石橋理基^1,2、阿部浩太^1,2、井戸那奈美^1,2、北野さつき¹、宮地均¹、豊島文子^1,2
(1京都大学ウイルス・再生医科学研究所　生命システム研究部門　組織恒常性システム分野、2 京都大学大学院生命科学研究科　高次生命科学専攻　細胞増殖統御学分野)

“Genome editing with the donor plasmid equipped with synthetic crRNA-target sequence”

Scientific Reports 10, 14120, 2020. Doi: 10.1038/s41598-020-70804-6.

細菌や古細菌の免疫機構であるCRISPR/Cas9 システムは、近年ゲノム編集技術として応用され、マウスやラット、ゼブラフィッシュなど様々なモデル生物のゲノム編集に利用されています。しかし、目的とするゲノム領域への正確な遺伝子導入個体の作製効率はあまり高くありませんでした。また、遺伝子導入のためのコンストラクトの作製や、個体樹立後の核型判定等に多くの時間と労力が必要であるため、効率よく目的の遺伝子改変個体を樹立する方法の開発が進められています。
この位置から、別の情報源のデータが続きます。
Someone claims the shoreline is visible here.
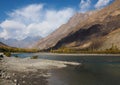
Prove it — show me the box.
[0,56,81,85]
[12,52,120,57]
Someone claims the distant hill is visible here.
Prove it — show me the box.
[35,0,120,50]
[0,36,42,48]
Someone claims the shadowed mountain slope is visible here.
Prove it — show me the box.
[36,0,120,49]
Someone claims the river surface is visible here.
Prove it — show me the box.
[13,53,120,85]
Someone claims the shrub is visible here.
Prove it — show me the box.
[4,52,11,57]
[31,56,38,59]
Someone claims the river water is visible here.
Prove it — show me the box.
[13,53,120,85]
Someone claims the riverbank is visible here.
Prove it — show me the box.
[12,52,120,57]
[0,56,81,85]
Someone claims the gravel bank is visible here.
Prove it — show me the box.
[0,56,81,85]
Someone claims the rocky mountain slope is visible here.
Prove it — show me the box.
[0,36,42,48]
[35,0,120,49]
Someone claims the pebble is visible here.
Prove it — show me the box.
[6,76,10,79]
[14,79,17,83]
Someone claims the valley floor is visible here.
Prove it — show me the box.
[0,56,81,85]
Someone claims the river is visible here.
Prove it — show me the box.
[12,53,120,85]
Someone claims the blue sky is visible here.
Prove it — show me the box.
[0,0,114,39]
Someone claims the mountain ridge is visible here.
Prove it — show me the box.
[36,0,120,49]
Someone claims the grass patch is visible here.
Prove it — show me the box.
[31,56,38,59]
[3,52,11,57]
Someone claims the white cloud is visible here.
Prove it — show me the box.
[0,4,74,39]
[95,0,112,9]
[79,0,91,12]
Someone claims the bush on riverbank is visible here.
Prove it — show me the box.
[50,44,120,54]
[4,52,11,57]
[31,56,38,59]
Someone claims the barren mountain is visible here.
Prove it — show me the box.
[0,36,42,48]
[36,0,120,49]
[0,42,7,47]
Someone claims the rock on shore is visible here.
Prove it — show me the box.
[0,56,80,85]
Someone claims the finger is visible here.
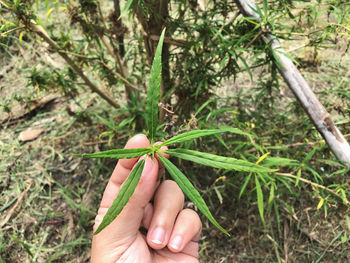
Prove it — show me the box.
[94,157,159,235]
[100,134,150,208]
[147,180,184,249]
[168,209,202,256]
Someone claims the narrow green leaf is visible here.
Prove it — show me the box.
[161,128,251,146]
[238,173,252,200]
[267,184,275,204]
[118,0,134,19]
[295,168,301,186]
[74,148,152,159]
[94,159,145,235]
[158,155,230,236]
[255,175,265,225]
[146,29,165,143]
[165,148,274,173]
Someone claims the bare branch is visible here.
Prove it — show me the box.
[235,0,350,167]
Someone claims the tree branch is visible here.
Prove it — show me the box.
[235,0,350,167]
[28,21,120,108]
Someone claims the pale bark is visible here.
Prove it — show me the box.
[235,0,350,167]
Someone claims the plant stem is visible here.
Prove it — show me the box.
[276,173,350,206]
[28,20,120,108]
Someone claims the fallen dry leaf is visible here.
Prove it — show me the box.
[18,128,44,142]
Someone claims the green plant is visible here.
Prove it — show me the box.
[78,30,273,235]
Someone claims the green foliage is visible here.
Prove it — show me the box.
[0,0,350,262]
[146,29,165,143]
[95,157,145,235]
[78,30,273,235]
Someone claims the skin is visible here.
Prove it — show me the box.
[91,134,202,263]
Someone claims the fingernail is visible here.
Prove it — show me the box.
[151,227,165,245]
[141,157,153,177]
[170,235,182,250]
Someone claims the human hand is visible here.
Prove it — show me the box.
[91,134,202,263]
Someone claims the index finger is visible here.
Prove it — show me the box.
[100,134,150,208]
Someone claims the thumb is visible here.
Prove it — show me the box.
[93,157,159,246]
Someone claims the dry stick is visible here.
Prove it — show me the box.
[235,0,350,167]
[276,173,350,206]
[29,21,120,108]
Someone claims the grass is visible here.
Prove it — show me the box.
[0,1,350,262]
[0,40,350,262]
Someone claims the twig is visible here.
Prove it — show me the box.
[29,20,120,108]
[244,133,350,154]
[235,0,350,167]
[0,180,32,228]
[276,173,350,206]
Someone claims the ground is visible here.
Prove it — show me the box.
[0,3,350,262]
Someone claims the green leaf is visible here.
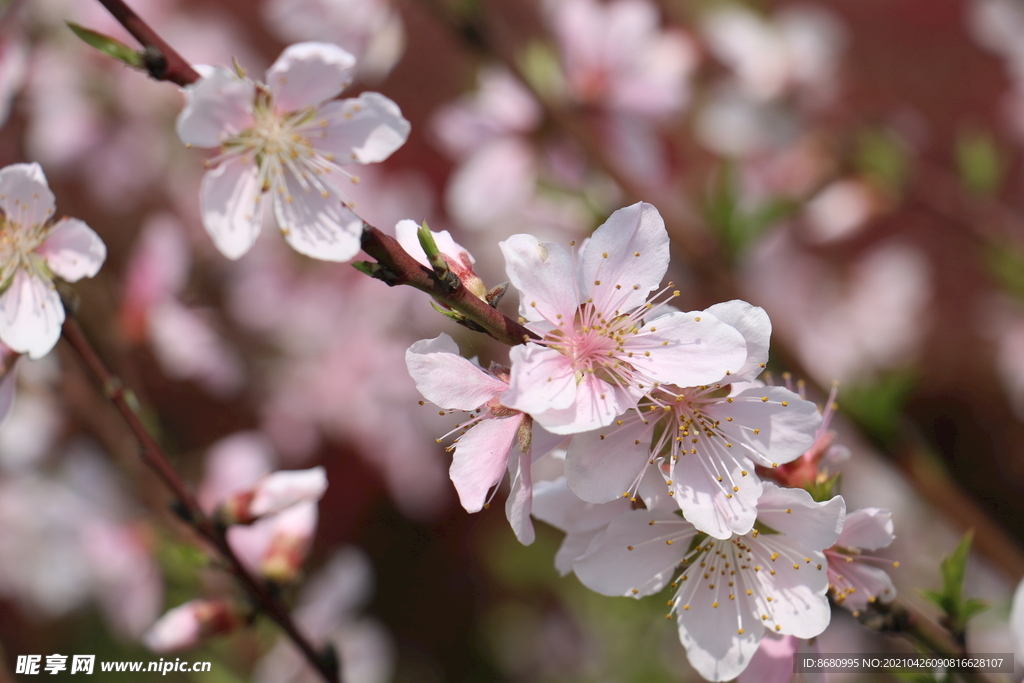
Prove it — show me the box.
[854,130,909,193]
[67,22,145,70]
[956,131,1006,197]
[921,530,988,642]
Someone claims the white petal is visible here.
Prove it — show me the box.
[310,92,411,164]
[273,173,362,261]
[36,218,106,283]
[200,157,263,259]
[565,422,650,503]
[672,453,762,539]
[498,234,579,325]
[758,481,846,552]
[754,533,831,638]
[266,43,355,113]
[714,386,821,467]
[831,560,896,611]
[707,299,771,381]
[580,202,669,313]
[0,365,17,427]
[406,334,508,411]
[249,467,327,517]
[626,311,746,386]
[0,269,65,358]
[502,344,577,411]
[837,508,896,550]
[572,510,696,598]
[679,593,765,681]
[505,449,537,546]
[449,415,522,512]
[0,163,56,228]
[177,68,256,147]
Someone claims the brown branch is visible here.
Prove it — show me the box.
[99,0,200,87]
[61,314,341,683]
[362,224,537,346]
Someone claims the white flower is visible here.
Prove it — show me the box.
[573,482,846,681]
[178,43,410,261]
[0,164,106,358]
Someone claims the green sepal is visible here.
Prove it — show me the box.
[66,22,145,70]
[921,530,988,642]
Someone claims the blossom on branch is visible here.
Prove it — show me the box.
[0,164,106,358]
[573,482,846,681]
[501,202,746,436]
[177,43,410,261]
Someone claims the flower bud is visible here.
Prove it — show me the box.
[142,600,243,652]
[216,467,327,524]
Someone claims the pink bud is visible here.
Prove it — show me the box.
[217,467,327,524]
[142,600,242,652]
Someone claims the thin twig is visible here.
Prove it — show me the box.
[99,0,199,87]
[61,315,341,683]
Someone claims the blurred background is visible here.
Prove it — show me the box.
[0,0,1024,683]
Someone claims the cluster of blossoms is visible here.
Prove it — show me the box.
[407,203,895,681]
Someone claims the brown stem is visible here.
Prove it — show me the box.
[99,0,199,87]
[362,224,537,346]
[61,315,341,683]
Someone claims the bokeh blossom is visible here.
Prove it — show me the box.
[0,164,106,358]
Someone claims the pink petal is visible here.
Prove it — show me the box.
[406,333,508,411]
[449,415,522,512]
[249,467,327,517]
[715,386,821,467]
[36,218,106,283]
[505,452,536,546]
[502,344,577,411]
[0,269,65,358]
[758,481,846,548]
[565,422,650,503]
[0,163,56,229]
[580,202,669,313]
[626,311,746,386]
[200,157,263,259]
[311,92,410,164]
[706,299,771,382]
[499,234,579,326]
[678,580,765,681]
[837,508,896,550]
[672,454,762,539]
[177,68,256,147]
[572,510,696,598]
[273,173,362,261]
[266,43,355,113]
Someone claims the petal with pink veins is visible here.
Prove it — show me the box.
[580,202,669,313]
[499,234,579,326]
[310,92,411,164]
[626,311,746,386]
[36,218,106,283]
[0,163,56,228]
[0,269,65,358]
[266,43,355,113]
[200,157,263,259]
[565,422,650,503]
[273,167,362,261]
[449,415,523,512]
[177,67,256,147]
[572,510,696,598]
[406,333,508,411]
本研究では、マウスとヒトのゲノム上でのオフターゲットを最小化した人工CRISPR/Cas9切断配列（Syn-crRNA-TS (Synthetic crRNA target sequence)）をデザインし、これをマルチクローニングサイト(MCS)の両端に配した汎用性の高いドナープラスミドpCriMGET（plasmid of synthetic CRISPR coded RNA target sequence-equipped donor plasmid mediated gene targeting）を開発しました。pCriMGETのMCSに500bpの相同性アーム配列を有するレポーター遺伝子を挿入し、Syn-crRNA-TS-crRNA、On target crRNA、tracrRNA、Cas9タンパク質とともに、マウス受精卵にマイクロインジェクションした結果、Tbx3遺伝子座、およびClec4f遺伝子座へのレポーター遺伝子のin-frameノックインに成功しました。本システムでは、相同性アーム配列長を500bp程度と短く設計しましたが、近年報告された高効率遺伝子ノックイン法であるTild-CRISPR法と同程度の効率でノックイン個体の樹立が可能でした。また、トランスジェニックマウスの作出にも成功しました。

pCriMGETシステムにより、遺伝子導入コンストラクトの作製や遺伝子改変個体樹立後の核型判定にかかる時間と労力ならびにコストを大きく削減することが可能となりました。汎用性の高いドナープラスミドとして、ゲノム編集技術の発展に貢献することが期待されます。